Transplantation of subalpine wood-pasture turfs along a natural climatic gradient reveals lower resistance of unwooded pastures to climate change compared to wooded ones.

Climate change could impact strongly on cold-adapted mountain ecosystems, but little is known about its interaction with traditional land-use practices. We used an altitudinal gradient to simulate a year-round warmer and drier climate for semi-natural subalpine grasslands across a landscape of contrasting land-use management.

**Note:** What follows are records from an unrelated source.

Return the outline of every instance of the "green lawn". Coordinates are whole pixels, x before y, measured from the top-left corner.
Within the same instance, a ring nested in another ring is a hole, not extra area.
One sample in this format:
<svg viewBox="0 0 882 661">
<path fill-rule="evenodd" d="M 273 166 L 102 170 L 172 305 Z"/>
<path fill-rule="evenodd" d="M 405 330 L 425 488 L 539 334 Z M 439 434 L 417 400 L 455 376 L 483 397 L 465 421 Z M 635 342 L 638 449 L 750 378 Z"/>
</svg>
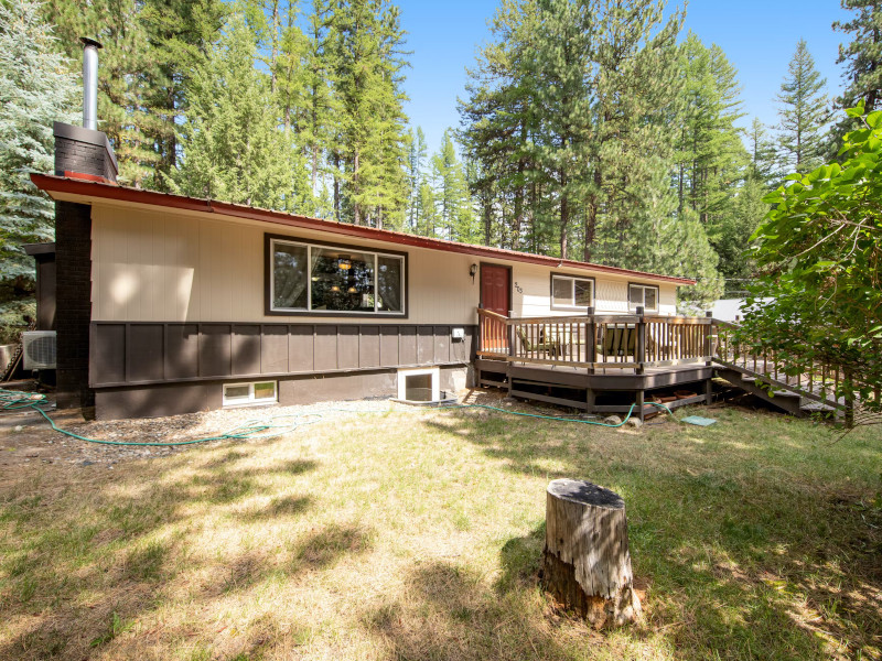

Turf mesocosms from three pasture-woodland land-use types-unwooded pasture, sparsely wooded pasture, and densely wooded pasture-spanning a gradient from high to low management intensity were transplanted downslope to test their resistance to two intensities of climate change. We found strong overall effects of intensive (+4 K) experimental climate change (i.e., warming and reduced precipitation) on plant community structure and function, while moderate (+2 K) climate change did not substantially affect the studied land-use types, thus indicating an ecosystem response threshold to moderate climate perturbation. The individual land-use types were affected differently under the +4 K scenario, with a 60% decrease in aboveground biomass (AGB) in unwooded pasture turfs, a 40% decrease in sparsely wooded pasture turfs, and none in densely wooded ones. Similarly, unwooded pasture turfs experienced a 30% loss of species, advanced (by 30 days) phenological development, and a mid-season senescence due to drought stress, while no such effects were recorded for the other land-use types. The observed contrasting effects of climate change across the pasture-woodland landscape have important implications for future decades. The reduced impact of climate change on wooded pastures as compared to unwooded ones should promote the sustainable land use of wooded pastures by maintaining low management intensity and a sparse forest canopy, which buffer the immediate impacts of climate change on herbaceous vegetation.